I met this dude Jason who was from SF by way of Athens, GA. He is a musician. His bands are called Marathon States and Hard Girls. The past year or so I've gotten so much more info music than I ever was. I've started going to shows and listening to stuff that I've never heard of. Like I used to just listen to a lot of Drake. 

Anyway, I love music people. They're so goddamn nice and chill and welcoming and unpretentious. They're like the opposite of country club people. 

Jason is the nicest dude I've maybe ever met in my life. First gen American with Vietnamese parents. He went there with his family on a trip and hated it. 
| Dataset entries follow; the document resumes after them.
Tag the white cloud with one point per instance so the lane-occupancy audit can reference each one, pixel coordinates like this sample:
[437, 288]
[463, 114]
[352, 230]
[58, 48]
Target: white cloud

He's friends with the Menzingers and was like baffled that I know who they are. He asked if I think they've gotten too commercial and I was like “bro, I really only discovered them like 6 months ago.” Hahahahahaha. 

Anyway. 

We all drank and bullshit. Drank and bullshit. Smoke cigs. Drank and bullshit. Etc. Etc. 
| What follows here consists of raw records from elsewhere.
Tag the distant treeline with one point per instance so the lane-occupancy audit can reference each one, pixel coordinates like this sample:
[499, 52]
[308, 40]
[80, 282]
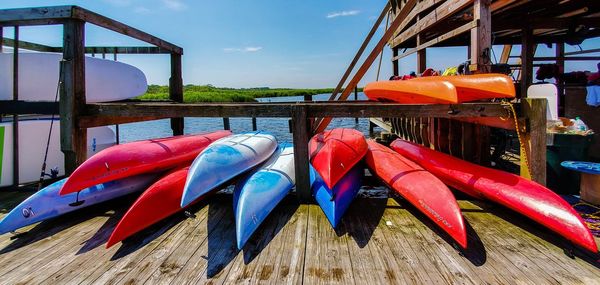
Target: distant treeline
[209, 93]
Time was bending its pace. Speeding up and getting slower all at once. My memory of last night feels like it's both 2 weeks and 25 minutes at the same time. I had my most unique social experience of my life last night. 

I think I'm going to be way more confident in myself, the man™, because of it. I beat myself up over a lot of things and I think I have weird social interactions and I generally don't think I'm the best version of myself. But now, going forward, I don't know if I care about that kind of perfection as much. 

I love how present I am when I'm here. I'm consumed with what is in front of my eyes. I'm not worried about career, money, love life, death, my existence. I'm just here in a vacuum. It is like taking a sauna for your brain. Clearing out the pores of my life. 

Like I think I will be more comfortable with the bad, with like rejection, with failure, because whatever it is, it's like “I've partied with really interesting people in Tokyo by myself, and they LIKED me.” Like, who cares if someone in Minnesota doesn't. The world is big. The further I go, the bigger it feels.